Quand tonnèrent les pétards, la nuit du Chunjie, elles disposèrent le dîner sur la table et à la surprise du ruffian, sortirent les coupes. Croyant qu’elles n’avaient qu’un peu de bière en réserve, il s’apprêtait à les lâcher après dîner, pour aller faire la tournée des grands ducs. Feignant la gaité, à qui mieux mieux, elles trinquèrent avec lui – recrachant discrètement l’alcool dans leurs serviettes. Que ces deux belles rivalisent à le resservir, sans lui tenir rigueur des violences passées n’éveilla pas sa suspicion : « la dernière raclée leur avait enfin appris qui était le maître ici ! ».De fort bonne humeur, il ne se fit pas prier pour vider le stock, verre après verre.

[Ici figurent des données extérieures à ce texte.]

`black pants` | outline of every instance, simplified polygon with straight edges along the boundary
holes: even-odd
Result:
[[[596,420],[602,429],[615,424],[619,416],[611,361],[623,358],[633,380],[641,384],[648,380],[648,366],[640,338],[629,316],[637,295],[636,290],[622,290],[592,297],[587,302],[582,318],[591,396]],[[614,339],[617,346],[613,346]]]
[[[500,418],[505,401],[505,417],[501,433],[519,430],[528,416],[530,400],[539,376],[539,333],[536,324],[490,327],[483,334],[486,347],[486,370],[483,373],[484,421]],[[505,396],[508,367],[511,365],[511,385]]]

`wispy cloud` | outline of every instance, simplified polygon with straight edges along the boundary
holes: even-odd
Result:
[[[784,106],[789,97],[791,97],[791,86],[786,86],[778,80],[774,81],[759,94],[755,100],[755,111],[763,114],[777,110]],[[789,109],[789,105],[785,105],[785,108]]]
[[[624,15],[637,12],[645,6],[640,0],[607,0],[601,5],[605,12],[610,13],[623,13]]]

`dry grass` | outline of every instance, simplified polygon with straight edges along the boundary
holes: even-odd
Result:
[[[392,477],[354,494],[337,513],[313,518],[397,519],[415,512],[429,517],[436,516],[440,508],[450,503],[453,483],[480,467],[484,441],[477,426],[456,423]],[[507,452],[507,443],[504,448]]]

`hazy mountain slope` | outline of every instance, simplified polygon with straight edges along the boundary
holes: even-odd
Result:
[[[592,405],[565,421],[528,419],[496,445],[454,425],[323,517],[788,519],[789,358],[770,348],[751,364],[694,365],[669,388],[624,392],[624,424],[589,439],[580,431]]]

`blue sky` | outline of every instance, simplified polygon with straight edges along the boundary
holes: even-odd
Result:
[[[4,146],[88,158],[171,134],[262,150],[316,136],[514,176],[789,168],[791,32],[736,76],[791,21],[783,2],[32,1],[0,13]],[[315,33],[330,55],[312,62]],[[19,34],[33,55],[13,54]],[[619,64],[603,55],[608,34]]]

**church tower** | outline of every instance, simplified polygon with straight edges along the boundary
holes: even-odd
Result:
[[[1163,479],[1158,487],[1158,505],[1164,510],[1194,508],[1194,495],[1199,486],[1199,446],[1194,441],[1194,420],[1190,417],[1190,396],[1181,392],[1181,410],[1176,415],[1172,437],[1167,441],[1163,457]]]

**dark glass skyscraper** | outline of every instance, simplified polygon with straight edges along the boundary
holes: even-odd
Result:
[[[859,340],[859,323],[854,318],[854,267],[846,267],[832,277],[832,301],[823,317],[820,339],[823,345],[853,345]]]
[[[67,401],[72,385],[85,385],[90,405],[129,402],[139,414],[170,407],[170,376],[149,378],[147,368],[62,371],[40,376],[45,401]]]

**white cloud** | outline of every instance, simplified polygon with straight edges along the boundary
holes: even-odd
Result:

Trois jours plus tard, frappant pesamment à son huis, un huissier le tira de la plus martelante gueule de bois de sa piètre existence. C’était pour lui remettre les papiers du divorce, qu’il avait signés saoul. Le document était contresigné par un ami de Liujie, membre influent du comité municipal. Autour de lui, la maison était vide : les deux coquines avaient tout vidé, sauf les bouteilles vides, sur lesquelles trônait la flèche du Parthe, leur message d’adieu lui confirmant qu’il récoltait ce qu’il avait semé, et qu’elles disparaissaient pour toujours. C’est alors seulement qu’il réalisa qu’elles venaient de lui jouer le premier des 36 Stratagèmes, l’ouvrage classique de l’art de la guerre : « en dupant le ciel (l’empereur dans le proverbe, ici le mari), franchir la mer » – 瞒天过海, mán tiān guò hǎi.